= Jane Piore Gilman =

American mathematician

Jane Piore Gilman (born 1945) is an American mathematician, a distinguished professor of mathematics at Rutgers University. Her research concerns topology and group theory.

==Education and career==
Gilman is one of three children of physicist Emanuel R. Piore. She did her undergraduate studies at the University of Chicago, graduating in 1965, and received her Ph.D. from Columbia University in 1971. Her thesis, supervised by Lipman Bers, was entitled Relative Modular Groups in Teichmüller Spaces. She worked for a year as an instructor at Stony Brook University before joining Rutgers in 1972.

==Books==
Gilman is the author of a monograph on the problem of testing whether pairs of elements of PSL(2,R) (the group of orientation-preserving isometries of the hyperbolic plane) generate a Fuchsian group (a discrete subgroup of PSL(2,R)). It is Two-generator Discrete Subgroups of PSL(2, R) (Memoirs of the American Mathematical Society 117, 1995).
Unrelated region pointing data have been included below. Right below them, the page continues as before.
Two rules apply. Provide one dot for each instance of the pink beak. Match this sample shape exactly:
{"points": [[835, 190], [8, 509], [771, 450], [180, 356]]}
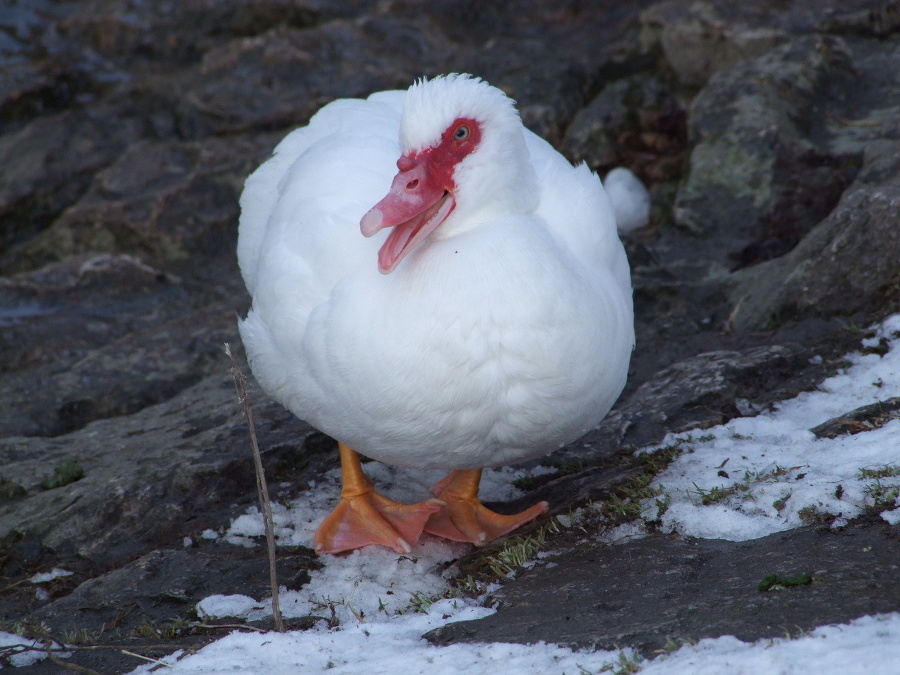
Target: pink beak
{"points": [[415, 206]]}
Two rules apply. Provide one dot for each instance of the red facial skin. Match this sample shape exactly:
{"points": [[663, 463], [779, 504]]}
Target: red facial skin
{"points": [[422, 193]]}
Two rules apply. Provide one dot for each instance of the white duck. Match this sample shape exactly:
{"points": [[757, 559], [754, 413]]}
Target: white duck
{"points": [[479, 314]]}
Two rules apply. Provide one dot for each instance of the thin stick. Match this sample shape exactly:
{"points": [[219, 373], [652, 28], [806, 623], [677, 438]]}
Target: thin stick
{"points": [[146, 658], [261, 487]]}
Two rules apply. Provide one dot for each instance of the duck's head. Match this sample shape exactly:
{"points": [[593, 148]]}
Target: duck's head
{"points": [[463, 162]]}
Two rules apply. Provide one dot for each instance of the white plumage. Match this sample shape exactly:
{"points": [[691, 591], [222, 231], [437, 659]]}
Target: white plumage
{"points": [[503, 336]]}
With Irwin Kra and Rubí E. Rodríguez she is the co-author of a graduate-level textbook on complex analysis, Complex Analysis: In the Spirit of Lipman Bers (Graduate Texts in Mathematics 245, Springer, 2007; 2nd ed., 2013).

==Recognition==
In 2014, she was elected as a Fellow of the American Mathematical Society "for contributions to topology and group theory, and for service to her department and the larger community."